In conclusion, this set of experiments has demonstrated that platelets may contain extranuclear histones, and that PAHs are increased in patients with sepsis19. Due to the small concentration of platelet histones that were measured (ng/106 plts), platelets are likely not a primary source of plasma histones during sepsis; although, when platelets are activated, whether the histones are released, or they are brought to the plasma membrane, the PAHs may be stimulatory enough to propagate intravascular inflammation and thrombosis as demonstrated in the proposed potential interaction of PAHs with the inflammatory and coagulation system in Fig. 6. In this study, it was not possible to determine whether the PAHs in sepsis patients originated from the parent MK or were bound from the plasma matrix and internalized, such as the internalization of neutrophil-derived extracellular histones. Future studies to further explore this potential source of circulating histones during sepsis includes testing PAHs for their proinflammatory and prothrombotic properties and identifying the original source of the histones. Additionally, because platelets appear to have various H3 PTSMs, exploring whether these are bound to DNA or whether the different histone PTSMs have specific interactions with the immune and coagulation system, as seen with CitH3, would also be very valuable.

Methods and Materials

All information on cell culture, platelet and white blood cell isolation, immunofluorescence imaging, histone-2B BacMam transfection of Meg-01 cells, histone purification and quantification, flow cytometry, transmission electron microscopy and immune-gold labeling, patient sample collection, and statistical analysis is available in the SI Appendix. Discarded venous blood from patients diagnosed with sepsis was collected and evaluated for platelet-associated histones in accordance with the collection protocol approved by the Partners Institutional Review Board and the Massachusetts Institute of Technology Committee on the Use of Humans as Experimental Subjects (IRB protocol numbers, MGH No: 2014P002087; MIT No:150100681R001). Patient consent was not required for sample collection due to the use of discarded and de-identified blood samples. In brief, as blood was collected in EDTA tubes as part of normal clinical treatment, once the clinical laboratory testing was completed, an aliquot of this blood was used for experimental analysis. No blood draws and no extra blood tubes were collected to complete this study. All methods were carried out in accordance with relevant guidelines and regulations.

Significance Statement

Histones are traditionally contained safely within the intranuclear compartment.
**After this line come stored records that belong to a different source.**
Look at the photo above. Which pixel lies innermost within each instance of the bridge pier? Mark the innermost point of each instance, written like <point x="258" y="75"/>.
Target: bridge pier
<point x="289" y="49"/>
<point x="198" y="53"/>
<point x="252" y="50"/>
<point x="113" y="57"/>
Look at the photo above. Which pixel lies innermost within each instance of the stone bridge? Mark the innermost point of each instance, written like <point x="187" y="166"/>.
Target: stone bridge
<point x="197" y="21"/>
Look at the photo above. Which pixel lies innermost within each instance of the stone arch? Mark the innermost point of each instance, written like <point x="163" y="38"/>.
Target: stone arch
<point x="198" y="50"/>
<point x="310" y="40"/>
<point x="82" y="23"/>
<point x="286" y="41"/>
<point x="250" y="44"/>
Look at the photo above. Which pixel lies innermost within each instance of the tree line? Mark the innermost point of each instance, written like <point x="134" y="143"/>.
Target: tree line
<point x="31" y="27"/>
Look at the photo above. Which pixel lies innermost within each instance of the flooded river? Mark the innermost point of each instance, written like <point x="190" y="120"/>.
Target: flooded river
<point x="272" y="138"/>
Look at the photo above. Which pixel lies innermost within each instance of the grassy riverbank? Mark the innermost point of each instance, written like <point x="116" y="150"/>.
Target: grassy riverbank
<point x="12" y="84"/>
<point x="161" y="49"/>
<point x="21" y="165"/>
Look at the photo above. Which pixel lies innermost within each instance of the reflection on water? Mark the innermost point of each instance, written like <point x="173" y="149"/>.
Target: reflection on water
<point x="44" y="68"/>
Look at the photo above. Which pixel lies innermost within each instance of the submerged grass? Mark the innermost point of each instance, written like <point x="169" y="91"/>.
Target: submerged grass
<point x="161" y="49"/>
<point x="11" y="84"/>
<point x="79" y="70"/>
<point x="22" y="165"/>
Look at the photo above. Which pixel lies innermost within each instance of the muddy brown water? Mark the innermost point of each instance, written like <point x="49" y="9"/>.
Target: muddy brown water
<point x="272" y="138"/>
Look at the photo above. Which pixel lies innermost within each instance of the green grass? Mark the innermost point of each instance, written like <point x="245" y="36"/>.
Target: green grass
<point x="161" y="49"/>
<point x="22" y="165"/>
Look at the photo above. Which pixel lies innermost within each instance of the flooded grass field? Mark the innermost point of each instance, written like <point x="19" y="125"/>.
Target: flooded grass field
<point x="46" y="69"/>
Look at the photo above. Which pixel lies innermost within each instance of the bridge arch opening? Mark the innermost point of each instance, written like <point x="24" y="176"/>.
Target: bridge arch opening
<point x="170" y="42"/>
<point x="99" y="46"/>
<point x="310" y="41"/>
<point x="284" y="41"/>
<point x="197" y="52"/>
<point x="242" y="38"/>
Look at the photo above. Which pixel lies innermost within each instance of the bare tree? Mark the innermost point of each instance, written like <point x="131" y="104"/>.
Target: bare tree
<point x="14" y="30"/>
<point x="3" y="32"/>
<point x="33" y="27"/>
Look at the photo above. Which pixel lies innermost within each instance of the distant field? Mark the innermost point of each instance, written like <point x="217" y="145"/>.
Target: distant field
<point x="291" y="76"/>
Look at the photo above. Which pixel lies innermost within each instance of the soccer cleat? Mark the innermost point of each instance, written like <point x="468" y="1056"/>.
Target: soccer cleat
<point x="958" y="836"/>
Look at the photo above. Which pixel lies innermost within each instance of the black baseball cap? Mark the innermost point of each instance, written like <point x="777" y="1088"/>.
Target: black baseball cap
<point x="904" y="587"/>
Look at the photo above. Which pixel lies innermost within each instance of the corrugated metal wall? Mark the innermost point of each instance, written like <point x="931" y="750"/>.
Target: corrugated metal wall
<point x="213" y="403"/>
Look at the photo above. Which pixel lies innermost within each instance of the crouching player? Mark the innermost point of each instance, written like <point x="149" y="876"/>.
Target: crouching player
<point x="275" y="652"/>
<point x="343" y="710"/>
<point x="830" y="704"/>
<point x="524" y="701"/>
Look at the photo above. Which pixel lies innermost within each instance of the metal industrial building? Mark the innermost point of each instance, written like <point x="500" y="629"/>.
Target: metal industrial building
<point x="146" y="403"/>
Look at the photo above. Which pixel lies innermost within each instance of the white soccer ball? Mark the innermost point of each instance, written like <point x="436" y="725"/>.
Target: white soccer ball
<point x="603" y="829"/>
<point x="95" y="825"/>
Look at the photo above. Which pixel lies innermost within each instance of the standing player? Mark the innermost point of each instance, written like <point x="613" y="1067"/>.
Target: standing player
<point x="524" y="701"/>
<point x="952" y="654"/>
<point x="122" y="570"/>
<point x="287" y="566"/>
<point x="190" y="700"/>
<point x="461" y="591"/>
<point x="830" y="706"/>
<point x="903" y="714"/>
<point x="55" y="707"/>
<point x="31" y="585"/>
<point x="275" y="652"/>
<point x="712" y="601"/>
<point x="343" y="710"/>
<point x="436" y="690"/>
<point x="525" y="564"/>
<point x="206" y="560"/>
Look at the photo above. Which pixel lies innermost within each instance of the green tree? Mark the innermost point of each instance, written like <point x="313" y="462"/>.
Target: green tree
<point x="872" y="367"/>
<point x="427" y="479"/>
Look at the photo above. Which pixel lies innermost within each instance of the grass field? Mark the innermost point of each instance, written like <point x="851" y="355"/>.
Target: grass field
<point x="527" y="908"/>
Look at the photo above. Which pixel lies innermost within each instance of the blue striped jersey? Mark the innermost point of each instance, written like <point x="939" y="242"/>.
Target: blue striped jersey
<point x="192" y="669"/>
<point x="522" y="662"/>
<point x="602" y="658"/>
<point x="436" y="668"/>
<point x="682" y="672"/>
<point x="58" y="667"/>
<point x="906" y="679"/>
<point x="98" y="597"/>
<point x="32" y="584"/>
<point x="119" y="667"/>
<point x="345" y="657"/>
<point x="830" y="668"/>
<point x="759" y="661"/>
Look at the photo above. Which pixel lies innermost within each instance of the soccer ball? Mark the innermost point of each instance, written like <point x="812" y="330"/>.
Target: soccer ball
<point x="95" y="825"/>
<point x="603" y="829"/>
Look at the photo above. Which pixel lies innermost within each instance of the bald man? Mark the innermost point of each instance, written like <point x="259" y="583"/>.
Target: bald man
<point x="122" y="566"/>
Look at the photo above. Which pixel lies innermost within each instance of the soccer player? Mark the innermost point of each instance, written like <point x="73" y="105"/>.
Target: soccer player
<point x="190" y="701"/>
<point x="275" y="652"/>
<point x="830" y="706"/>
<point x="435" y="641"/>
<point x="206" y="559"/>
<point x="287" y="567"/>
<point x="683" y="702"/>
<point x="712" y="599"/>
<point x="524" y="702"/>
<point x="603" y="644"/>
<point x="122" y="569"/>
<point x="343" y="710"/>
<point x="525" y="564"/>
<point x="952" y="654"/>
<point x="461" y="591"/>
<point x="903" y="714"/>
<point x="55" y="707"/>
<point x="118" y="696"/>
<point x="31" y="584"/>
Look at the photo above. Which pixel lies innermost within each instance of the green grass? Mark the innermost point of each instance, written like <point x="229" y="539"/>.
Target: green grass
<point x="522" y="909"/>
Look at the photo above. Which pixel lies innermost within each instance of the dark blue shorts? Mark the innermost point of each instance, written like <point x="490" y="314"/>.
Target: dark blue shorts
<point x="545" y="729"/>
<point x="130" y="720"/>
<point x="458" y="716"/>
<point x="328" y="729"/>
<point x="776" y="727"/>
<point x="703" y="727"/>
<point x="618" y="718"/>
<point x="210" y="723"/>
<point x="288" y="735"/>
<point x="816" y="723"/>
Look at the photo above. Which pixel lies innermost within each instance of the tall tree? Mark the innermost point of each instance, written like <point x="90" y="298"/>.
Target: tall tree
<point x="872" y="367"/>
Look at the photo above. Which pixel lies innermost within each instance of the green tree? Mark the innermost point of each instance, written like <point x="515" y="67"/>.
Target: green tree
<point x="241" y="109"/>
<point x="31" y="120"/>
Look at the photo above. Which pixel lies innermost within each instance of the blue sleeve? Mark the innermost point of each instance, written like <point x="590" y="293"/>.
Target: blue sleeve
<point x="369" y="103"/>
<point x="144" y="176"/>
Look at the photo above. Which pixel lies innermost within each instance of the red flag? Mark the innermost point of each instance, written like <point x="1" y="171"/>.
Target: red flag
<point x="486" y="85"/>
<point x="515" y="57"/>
The role of neutrophil-derived circulating histones in the propagation of inflammation and coagulation during sepsis is well known. In this study, we demonstrate that megakaryocytes (MKs) frequently contain extranuclear histones and that they may transfer these histones to their platelet progeny. Further, we show that platelet-associated histones (PAHs) are increased in patients with sepsis and appear to correlate with the type of infection present. These results suggest that MKs and platelets may contribute to circulating histones during sepsis.